当前位置：网站首页>Beyond convnext, replknet | look 51 × 51 convolution kernel how to break ten thousand volumes!

Beyond convnext, replknet | look 51 × 51 convolution kernel how to break ten thousand volumes!

2022-07-25 17:11:00 【Tom Hardy】

Click on the above “3D Visual workshop ”, choice “ Star standard ”

The dry goods arrive at the first time

The author 丨 ChaucerG

Source: Jizhi bookboy

since Vision Transformers (ViT) Since its appearance ,Transformers Quickly shine in the field of computer vision . Convolutional neural networks (CNN) The leading role of seems to be more and more effectively based on Transformer The challenge of the model . lately , Some advanced convolution models are designed using the mechanism driven by local large attention Kernel Convolution module for counterattack , And show attractive performance and efficiency . One of them , namely RepLKNet, With improved performance Kernel-size Extended to 31×31, But with Swin Transformer Wait for advanced ViT Compared with the expansion trend of , With Kernel-size The continuous growth of , Performance starts to saturate .

In this paper , The author explored that training is greater than 31×31 The possibility of extreme convolution , And test whether the performance gap can be eliminated by strategically expanding convolution . This research finally got an application from the perspective of sparsity kernel Methods , It can smooth kernel Extended to 61×61, And has better performance . Based on this method , The author puts forward Sparse Large Kernel Network(SLaK), This is a kind of equipment 51×51 kernel-size Pure CNN framework , Its performance can be compared with the most advanced layering Transformer And the modern ConvNet framework （ Such as ConvNeXt and RepLKNet, About ImageNet Classification and typical downstream tasks .

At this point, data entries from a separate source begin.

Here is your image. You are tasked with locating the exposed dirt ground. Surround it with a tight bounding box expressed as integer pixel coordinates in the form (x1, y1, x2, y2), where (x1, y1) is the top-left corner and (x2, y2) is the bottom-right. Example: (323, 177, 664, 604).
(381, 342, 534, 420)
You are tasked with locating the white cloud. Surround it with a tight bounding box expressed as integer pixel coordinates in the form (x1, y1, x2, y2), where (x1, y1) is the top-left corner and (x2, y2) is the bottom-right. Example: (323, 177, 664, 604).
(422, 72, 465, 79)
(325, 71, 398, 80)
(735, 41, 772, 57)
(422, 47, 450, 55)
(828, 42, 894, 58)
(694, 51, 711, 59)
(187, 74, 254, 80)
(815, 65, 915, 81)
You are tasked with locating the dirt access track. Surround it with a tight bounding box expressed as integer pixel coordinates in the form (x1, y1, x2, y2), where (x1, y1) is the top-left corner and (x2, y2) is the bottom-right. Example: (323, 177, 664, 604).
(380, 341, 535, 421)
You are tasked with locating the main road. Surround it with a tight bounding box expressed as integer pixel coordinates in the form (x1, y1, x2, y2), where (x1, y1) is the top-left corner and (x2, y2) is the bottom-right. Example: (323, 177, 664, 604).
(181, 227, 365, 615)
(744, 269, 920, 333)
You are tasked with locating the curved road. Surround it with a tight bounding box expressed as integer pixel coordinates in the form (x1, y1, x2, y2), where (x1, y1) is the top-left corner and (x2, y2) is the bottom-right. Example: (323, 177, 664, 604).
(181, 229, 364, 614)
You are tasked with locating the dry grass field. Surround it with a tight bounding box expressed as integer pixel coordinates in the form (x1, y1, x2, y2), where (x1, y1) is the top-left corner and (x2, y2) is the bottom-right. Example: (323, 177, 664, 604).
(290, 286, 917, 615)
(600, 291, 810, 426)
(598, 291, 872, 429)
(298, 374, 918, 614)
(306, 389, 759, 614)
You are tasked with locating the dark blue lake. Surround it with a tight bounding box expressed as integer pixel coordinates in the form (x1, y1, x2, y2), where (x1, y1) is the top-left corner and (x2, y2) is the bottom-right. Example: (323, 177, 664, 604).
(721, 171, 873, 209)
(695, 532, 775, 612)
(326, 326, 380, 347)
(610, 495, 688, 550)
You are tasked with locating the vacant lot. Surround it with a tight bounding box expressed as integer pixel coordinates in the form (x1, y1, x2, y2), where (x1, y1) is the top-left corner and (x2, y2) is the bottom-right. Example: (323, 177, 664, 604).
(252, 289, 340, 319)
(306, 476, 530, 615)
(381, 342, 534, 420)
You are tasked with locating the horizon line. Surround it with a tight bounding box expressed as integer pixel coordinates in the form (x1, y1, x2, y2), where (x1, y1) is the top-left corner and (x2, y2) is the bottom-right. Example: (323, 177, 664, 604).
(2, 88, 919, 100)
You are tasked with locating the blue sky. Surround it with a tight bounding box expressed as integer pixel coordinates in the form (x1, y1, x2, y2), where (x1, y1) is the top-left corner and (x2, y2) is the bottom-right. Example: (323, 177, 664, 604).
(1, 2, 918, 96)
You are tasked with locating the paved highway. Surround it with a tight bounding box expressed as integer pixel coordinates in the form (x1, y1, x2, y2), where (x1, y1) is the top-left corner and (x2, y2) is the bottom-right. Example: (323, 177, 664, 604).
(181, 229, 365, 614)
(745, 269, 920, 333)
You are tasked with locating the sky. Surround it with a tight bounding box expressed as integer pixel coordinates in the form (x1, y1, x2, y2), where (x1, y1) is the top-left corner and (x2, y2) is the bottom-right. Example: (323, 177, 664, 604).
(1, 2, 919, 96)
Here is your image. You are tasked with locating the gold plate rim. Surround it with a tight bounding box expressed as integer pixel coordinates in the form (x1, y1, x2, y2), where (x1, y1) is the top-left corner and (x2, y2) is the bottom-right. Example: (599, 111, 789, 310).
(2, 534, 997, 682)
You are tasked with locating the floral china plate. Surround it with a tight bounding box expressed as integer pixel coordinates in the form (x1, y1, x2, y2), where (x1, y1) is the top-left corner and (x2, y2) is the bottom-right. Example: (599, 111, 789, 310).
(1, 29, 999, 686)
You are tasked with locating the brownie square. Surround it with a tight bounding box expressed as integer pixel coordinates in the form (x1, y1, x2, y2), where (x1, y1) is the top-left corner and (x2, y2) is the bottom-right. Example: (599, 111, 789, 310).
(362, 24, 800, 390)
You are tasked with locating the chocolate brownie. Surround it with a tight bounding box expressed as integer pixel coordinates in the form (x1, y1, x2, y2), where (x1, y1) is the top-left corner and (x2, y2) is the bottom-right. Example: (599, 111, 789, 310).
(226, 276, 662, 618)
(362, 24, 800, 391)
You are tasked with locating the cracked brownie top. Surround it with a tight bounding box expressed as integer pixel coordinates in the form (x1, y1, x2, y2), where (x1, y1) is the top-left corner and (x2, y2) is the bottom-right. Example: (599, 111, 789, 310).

1 Application exceeds 31×31 Super convolution kernel

The author first studies greater than 31×31 The extremes of Kernel-size Performance of , And summarized 3 There are three main observations . Here the author ImageNet-1K Recently developed on CNN framework ConvNeXt As the subject of this study benchmark.

The author pays attention to the recent use Mixup、Cutmix、RandAugment and Random Erasing As a work of data enhancement . Random depth and Label smoothing Apply for regularization , Have and ConvNeXt The same super parameter in . use AdamW Training models . In this section , All models are aimed at 120 individual epoch The length of , To observe only the big Kernel-size Zoom trend .

Observe 1： Existing techniques cannot extend convolution beyond 31×31

lately ,RepLKNet The convolution is successfully extended to 31×31. The author further Kernel-size Add to 51×51 and 61×61, Look at the bigger kernel Whether it can bring more benefits . according to RepLKNet In the design , Put the... Of each stage in turn Kernel-size Set to [51,49,47,13] and [61,59,57,13].

The test accuracy is shown in table 1 Shown . As expected , take Kernel-size from 7×7 Add to 31×31 Will significantly reduce performance , and RepLKNet This problem can be overcome , Improve accuracy 0.5%. However , This trend does not apply to larger kernel, Because the Kernel-size Add to 51×51 Start damaging performance .

A reasonable explanation is , Although receptive field can be used by very large kernel, Such as 51×51 and 61×61 To expand the receptive field , But it may not maintain some desirable characteristics , Such as locality . Because of the standard ResNet and ConvNeXt Medium stem cell Resulting in the input image 4× Downsampling , have 51×51 The extreme nuclei of have been roughly equal to the typical 224×224ImageNet Global convolution of . therefore , This observation is meaningful , Because in ViTs In a similar mechanism , Local attention Usually better than Global attention . On this basis , The opportunity to solve this problem by introducing locality , At the same time, it retains the ability to capture global relationships .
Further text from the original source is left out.